Tuesday, June 26, 2007
Improvining Your Photo Skills: Archiving Photos
I learnt this information while studying for my BFA in Photography.
I am first going to explain some of the chemical process to help everyone understand the fragility of film.
When film is developed there are two main chemicals that are used. Developer and fixer. Developer brings out the images and fixer "fixes" or stops the images from developing into a completely black piece of film or paper. The down side of fixer is that it is acidic. The acid is what turns photos yellow and brittle.
In a professional lab they wash the film for one to two hours to wash out as much fixer as possible. In any other non-professional photo development place, they don't take the time to wash the film long enough. 1 hour photo is the worst, although convenient.

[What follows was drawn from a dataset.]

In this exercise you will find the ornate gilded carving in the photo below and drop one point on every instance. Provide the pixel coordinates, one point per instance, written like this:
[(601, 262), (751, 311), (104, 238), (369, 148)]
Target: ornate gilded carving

So if you have old film that you are worried about, I would contact your local professional film developer place (if you don't know of one in your area look in the phone book) and ask them if they would be willing to wash your film for you.

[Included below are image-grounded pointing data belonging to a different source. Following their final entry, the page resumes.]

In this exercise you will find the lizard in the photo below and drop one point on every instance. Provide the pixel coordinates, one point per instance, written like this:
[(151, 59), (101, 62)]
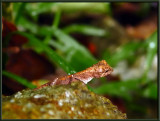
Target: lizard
[(98, 70)]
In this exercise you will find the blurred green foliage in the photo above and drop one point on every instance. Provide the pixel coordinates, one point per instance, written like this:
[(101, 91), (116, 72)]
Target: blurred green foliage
[(19, 79), (72, 57)]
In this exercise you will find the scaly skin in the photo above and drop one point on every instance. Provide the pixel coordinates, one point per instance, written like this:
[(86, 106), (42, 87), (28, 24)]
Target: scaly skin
[(98, 70)]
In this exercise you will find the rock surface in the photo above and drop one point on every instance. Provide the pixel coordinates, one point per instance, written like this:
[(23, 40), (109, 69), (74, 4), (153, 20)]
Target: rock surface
[(73, 101)]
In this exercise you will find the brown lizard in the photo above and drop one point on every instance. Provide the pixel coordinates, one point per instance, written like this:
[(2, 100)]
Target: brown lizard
[(98, 70)]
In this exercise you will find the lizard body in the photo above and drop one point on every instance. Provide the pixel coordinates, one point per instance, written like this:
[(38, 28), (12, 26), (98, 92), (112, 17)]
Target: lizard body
[(98, 70)]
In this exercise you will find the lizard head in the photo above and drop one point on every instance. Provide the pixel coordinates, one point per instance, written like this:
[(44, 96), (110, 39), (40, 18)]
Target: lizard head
[(101, 69)]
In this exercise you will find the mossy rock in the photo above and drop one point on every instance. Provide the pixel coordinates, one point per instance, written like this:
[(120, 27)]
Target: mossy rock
[(73, 101)]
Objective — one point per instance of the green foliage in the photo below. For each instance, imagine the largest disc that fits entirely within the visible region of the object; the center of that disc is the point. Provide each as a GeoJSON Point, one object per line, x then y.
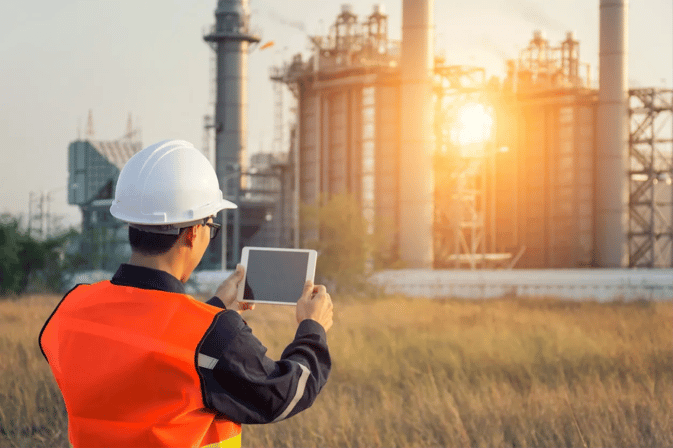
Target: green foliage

If you are planning on taking some really special photos (i.e. family reunion, wedding, new baby photos) take them to the fancy lab.
When it comes to storing your film:
A cool, dry and dark place is the most ideal. You can buy film sleeves (clear plastic pages that can be put in a three ring binder) which are archival. Any professional photo place should have them, they are very affordable.
Here is a good site that specialize in archival supplies: Light Impressions.
Saving images on your computer or external hard drive should be pretty sound.
Honestly no one knows how archival digital photography is, since it has only been around a few decades.
Many people burn their photos to CDs. I can tell you that a normal CD (CD-R), should last for about 30 years (again this is a guess). I can tell you that there are gold CDs (actually made out of gold), which they say is more archival, they guess (100-300 years).
CD too should be kept in a cool dry place. CDs that you leave in your car (which usually are music ones) will soon become coasters since the sun eventually fries the information right off them.
There are two kinds of prints. There are chemical and ink prints. Prints you buy from a photo lab are chemical (whether they are from digital file or from film). Ink prints usually come from personal printers like an Epson or hp printer. Both should be stored in a cool dry place.
Chemical prints are similar to film, in that they use a developer and fixer. I am sure that most of you have photos from childhood that the colors are a bit whacked out or faded. Current technology used today (in general) make a print that is more archival then 30 years ago . I can't tell you how long your photos will last, because each one is different and how the lab develops the print effects their life. You can definitely ask your lab. Or you could look on the back of the print and do an Internet search on that particular type of print. Or you could call the company (Kodak or Fuji) and ask them.
Regardless of what kind of print you have or when it was made no color print will last for ever.
The only for sure images that will last literally to the end of time are professional black and white film and prints that are double washed.